Nor is it an implementation of JSON Merge Patch; the tagline describes lineage, not wire compatibility. RFC 7396 spells deletion as null, which keyfold deliberately keeps as data, so feeding an actual merge-patch document to a merger sets fields to null instead of deleting them. If you need to consume real merge-patch documents, translate them before merging.
The cost of a merge scales with the delta, not with the state: branches the delta never mentions are never visited. Keyed lists are the exception, because a touched list is scanned in full to index its identities. Updating one item in a list of ten thousand costs O(list), not O(1).
Config paths are trusted strings. Bad grammar and contradictory policies throw when the merger is created, and a policy that lands on the wrong runtime shape usually throws during the merge. A typo such as "order.itmes", however, is valid syntax: the real order.items stays unkeyed and quietly replaces wholesale.
Validating wire input is the caller's job. keyfold does not inspect untrusted data, and validating a delta is not the same as validating full state: deltas are partial and can carry tombstones or the wire token. Delta<T> prevents the in-memory DELETE symbol from deleting required fields, but that static protection cannot extend to DELETE_TOKEN: TypeScript cannot exclude one reserved literal from a general string field.
Delta<T> cannot know which arrays are keyed. It admits $delete on object array items, then runtime policy decides whether that operator is meaningful. Likewise, the type cannot prove that a newly inserted keyed item or a wholesale replacement contains every field your application needs.
Identity fields are the caller's central responsibility: they must remain stable and unique within each list.
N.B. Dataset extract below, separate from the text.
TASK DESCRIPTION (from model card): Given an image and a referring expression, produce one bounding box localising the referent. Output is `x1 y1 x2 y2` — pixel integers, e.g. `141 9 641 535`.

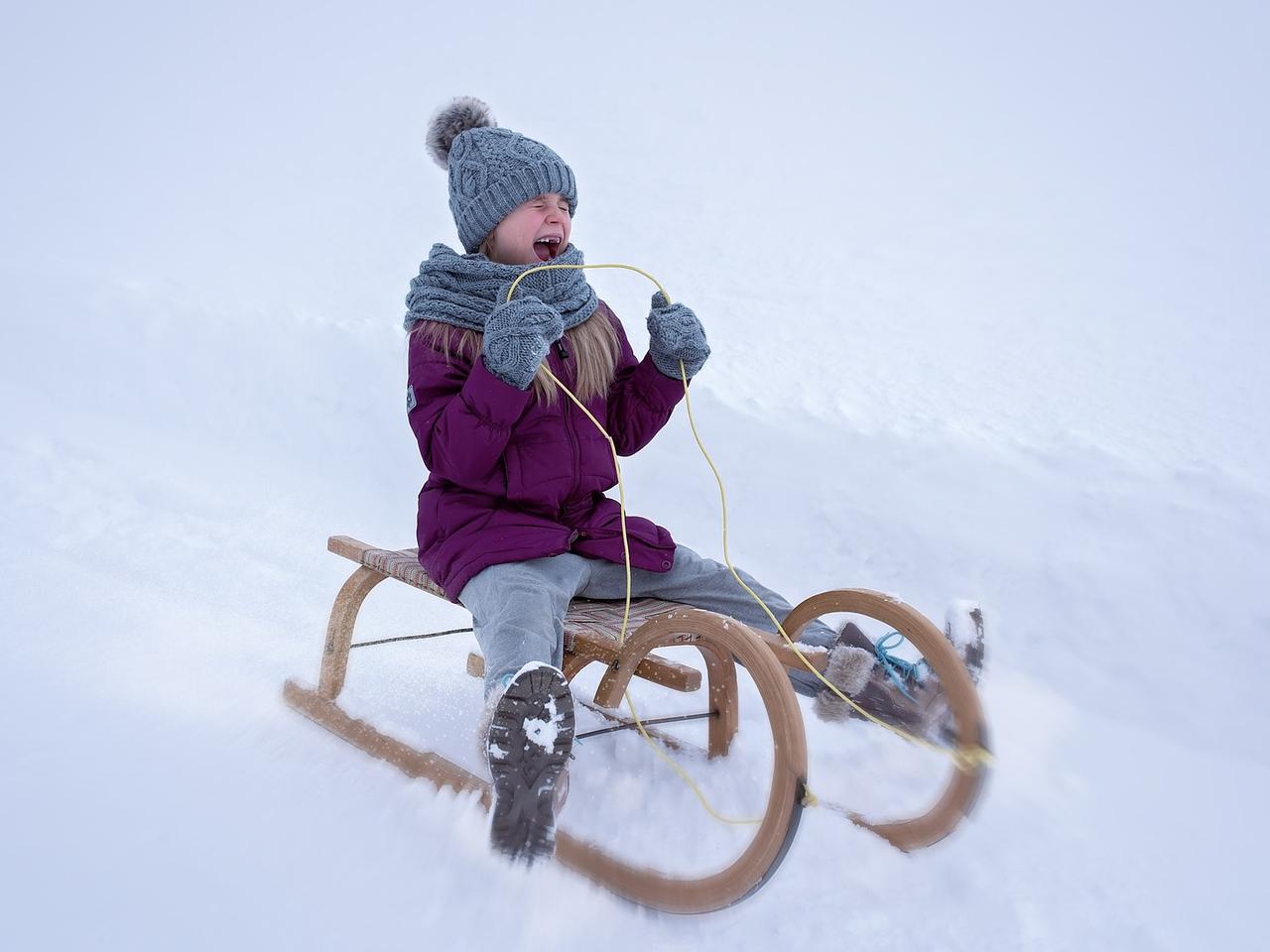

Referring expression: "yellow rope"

Two names are reserved in exchange: $delete cannot be a real field on keyed entities, and with wireDeletes: true the string "@@keyfold/delete" can no longer be stored as ordinary field data. Field deletes over JSON also require both ends to speak that protocol; a third-party producer needs a translation layer.
Inputs are assumed to be finite, JSON-shaped trees. A cyclic base or delta is outside the contract and overflows the call stack; keyfold spends no cycles detecting it.